Injuries plague men’s hockey game
November 16, 2006
Hunt Arena was silenced Saturday as two hockey-related injuries ended in trips to the hospital for UW-River Falls sophomore Chris Robinson, defenseman for the Falcon men’s squad, and UWRF junior Renae Bergh, a member of the women’s hockey team.
The Falcons hosted St. John’s University.
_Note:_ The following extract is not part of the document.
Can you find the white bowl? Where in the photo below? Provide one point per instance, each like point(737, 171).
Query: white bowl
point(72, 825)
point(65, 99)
At 08:43 in the second period, Gabriel Harren of the Johnnies hit Robinson from behind, sending him into the boards, and leaving him motionless on the ice. Men’s hockey Trainer Gary “Stump” Eloranta and emergency medical workers on the scene quickly responded to the situation, examining the injured Falcon and removing him from the ice.
“Our trainer, Stump, and the EMTs did a tremendous job,” men’s coach Steve Freeman said. “Our hats are off to them for their professionalism.”
Robinson was transported via ambulance to the hospital, where he received treatment for a sprained neck, and was later released.
“Chris was released after some tests on Saturday after the game,” Freeman said. “He is sore, but is cleared and did some light skating [Tuesday]. We are certainly relieved it didn’t turn out to be serious.”
Harren was charged with two penalties for his conduct on the ice, five minutes for checking from behind and 10 minutes for game misconduct.
A minute or so after play resumed, a hockey puck careened off the ice and into the stands, hitting Bergh in the face and lacerating her nose.
“I suffered a broken nose in two places and received six stitches,” she said.
Eloranta was also able to assist to Bergh after she was hit by the puck.
“I was tended to within seconds of the impact,” Bergh said. “I was lucky, because the trainer was on his way back to the bench from tending to Chris Robinson.”
Bergh said she was discussing Robinson’s injury with one of her friends when the puck left the ice, so she was unaware that it was headed in her direction.
“Always keep your eye on the puck, especially if the play is near where you are sitting,” Bergh said. “Most spectator injuries happen because people are not paying attention to what is going on on the ice.”
Bergh’s injury will not negatively impact her participation on the women’s team.
“I will not be practicing for a few days to let the injury heal a bit and let the swelling go down, but otherwise I should be back on the ice by the end of this week,” she said.
Women’s hockey coach Joe Cranston is not expecting Saturday’s incident to cause Bergh to miss any games.
“I don’t think a broken nose or a couple black eyes will keep her out of the lineup,” he said.
The University is not liable for any injuries caused by pucks flying into the stands, so those who choose to attend the hockey games do so at their own risk.